2021
Kaohsiung Voters Decide Han’s Future
Country/area: Taiwan
Organisation: CommonWealth Magazine
Organisation size: Big
Publication date: 5 Jun 2020

Credit: Rebecca Lin, Johann Tsai, Chen-Hua Chen, Andy Lin, Daniel Kao, Yu-Ting Huang, Yu-Hsin Lee
Project description:
On June 6th, 2020, voters in Kaohsiung went to the polls to determine the fate of Mayor Han Kuo-Yu, a deeply divisive politician who made a bid for Taiwan’s presidency six months earlier. The recall vote marked the first special municipality mayor to be successfully recalled in Taiwan’s history.
Impact reached:
This project served as a live vote results and analysis page for Mayor Han Kuo-Yu’s recall vote. As the vote was being reported, this project became a highly visited and shared website for people following the vote results. In the topmost section, Commonwealth Magazine published the two conditions for recall, the most important information to our readers. Following the vote results, we included a map breaking down the votes by district, and then further compared the results with Han’s electoral results from his previous elections.
Because Mayor Han achieved notoriety in his bid for the presidency six months earlier, Commonwealth Magazine realized that this vote would also be of interest to a more international audience. Thus, Commonwealth Magazine was also able to reach both a domestic and international audience by publishing in both Chinese and English.
In 2020 alone, Commonwealth Magazine ran four different live vote trackers, quickly establishing a name in Taiwanese media for reliable, quick, and clean elections results reporting online.
Techniques/technologies used:
This project was powered by a live data API provided by Taiwan’s Central Election Commission. Commonwealth Magazine built a live elections pipeline to connect the data to our readers, allowing readers to see results on their devices as soon as they were updated.
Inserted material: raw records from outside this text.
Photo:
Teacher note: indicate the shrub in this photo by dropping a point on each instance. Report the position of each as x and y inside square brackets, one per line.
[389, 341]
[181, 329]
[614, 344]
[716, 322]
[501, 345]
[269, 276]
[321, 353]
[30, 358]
Open source tools including D3 were used to create the maps and charts on top of our internal Svelte.js interactive graphics library which Commonwealth Magazine has developed for visual storytelling.
What was the hardest part of this project?
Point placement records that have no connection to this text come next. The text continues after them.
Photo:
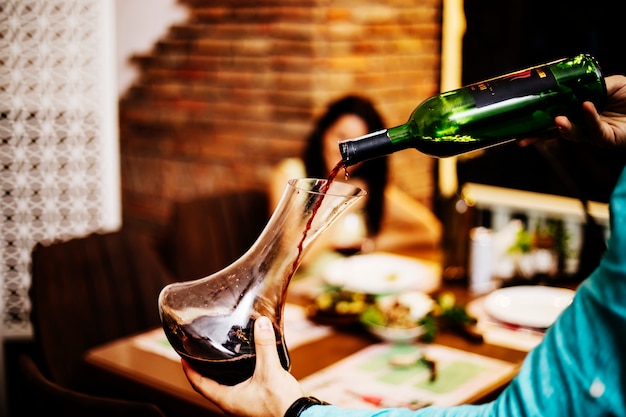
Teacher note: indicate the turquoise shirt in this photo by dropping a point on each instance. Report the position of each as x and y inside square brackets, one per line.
[579, 369]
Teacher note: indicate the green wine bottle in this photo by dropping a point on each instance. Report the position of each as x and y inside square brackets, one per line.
[492, 112]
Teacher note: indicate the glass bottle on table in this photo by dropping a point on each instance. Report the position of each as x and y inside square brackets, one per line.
[488, 113]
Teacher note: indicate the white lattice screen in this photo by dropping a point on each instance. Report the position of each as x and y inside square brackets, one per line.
[59, 163]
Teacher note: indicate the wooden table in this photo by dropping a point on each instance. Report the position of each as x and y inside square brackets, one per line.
[159, 379]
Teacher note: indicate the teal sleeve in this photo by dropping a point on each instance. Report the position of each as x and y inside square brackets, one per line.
[579, 369]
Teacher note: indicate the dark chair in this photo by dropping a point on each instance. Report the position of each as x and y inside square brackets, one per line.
[41, 396]
[208, 233]
[88, 291]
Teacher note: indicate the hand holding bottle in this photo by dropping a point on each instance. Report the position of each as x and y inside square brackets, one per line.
[606, 129]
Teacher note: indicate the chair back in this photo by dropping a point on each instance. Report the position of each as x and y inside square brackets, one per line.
[41, 396]
[89, 291]
[208, 233]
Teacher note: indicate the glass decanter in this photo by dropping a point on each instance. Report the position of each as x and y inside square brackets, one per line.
[210, 321]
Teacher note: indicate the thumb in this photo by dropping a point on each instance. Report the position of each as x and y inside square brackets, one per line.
[265, 346]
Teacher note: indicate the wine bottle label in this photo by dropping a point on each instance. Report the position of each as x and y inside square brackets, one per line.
[517, 84]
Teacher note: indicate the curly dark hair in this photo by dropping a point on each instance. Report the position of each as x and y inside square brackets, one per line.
[373, 172]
The hardest part of this project was planning the information and analysis would be most informative to readers as the vote was being tallied while being completely unsure of how citizens of Kaohsiung would vote and turn out. This challenge prompted us to work closely with our politics reporters in order to understand the small nuances and potential implications of each vote result. Ultimately, voters who turned out voted overwhelmingly in support of recalling Mayor Han, consequently rendering our district map completely yellow and thus not a very useful display of information.
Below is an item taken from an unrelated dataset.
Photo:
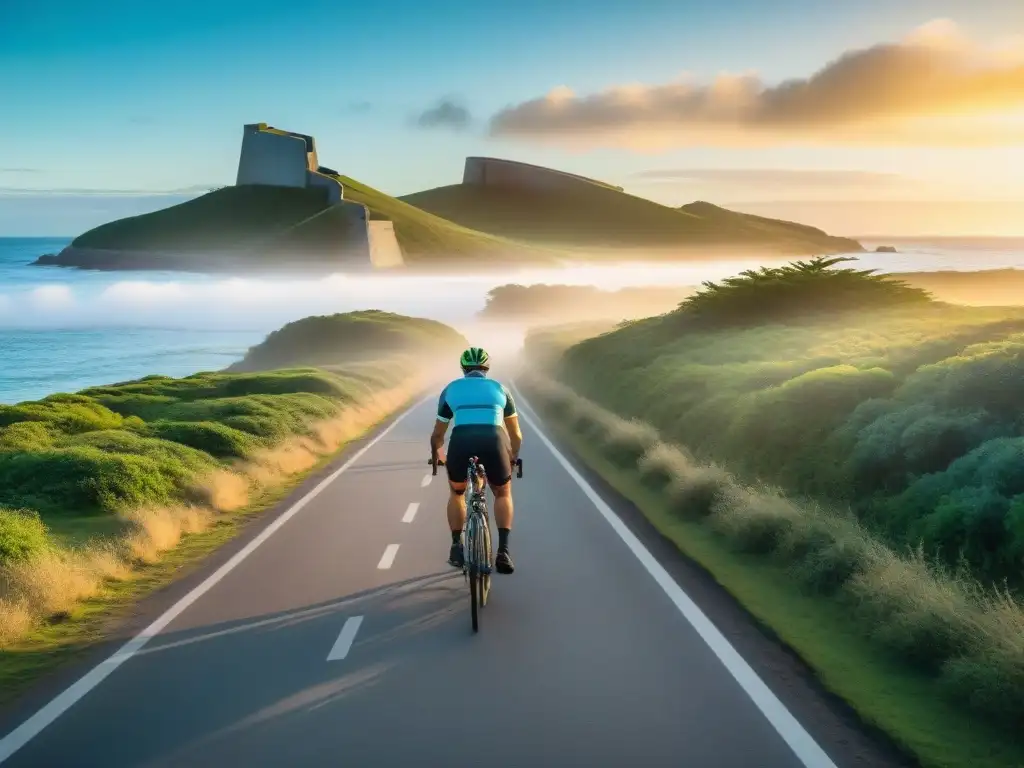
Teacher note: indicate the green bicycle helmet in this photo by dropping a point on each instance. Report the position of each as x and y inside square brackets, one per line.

What can others learn from this project?
One of the big lessons from this project is that live vote tracking requires not only technical and visualization skills, but also a strong collaboration with the political reporters within the newsroom. If the team responsible for creating the live vote results doesn’t collaborate closely with political reporters, it’s easy to create a page that displays the results but may not be as useful to the reader. Because elections usually represent some underlying political issues, it’s important that election reporting, including live results pages, consider these political issues and how they may affect turnout, geographical differences, etc.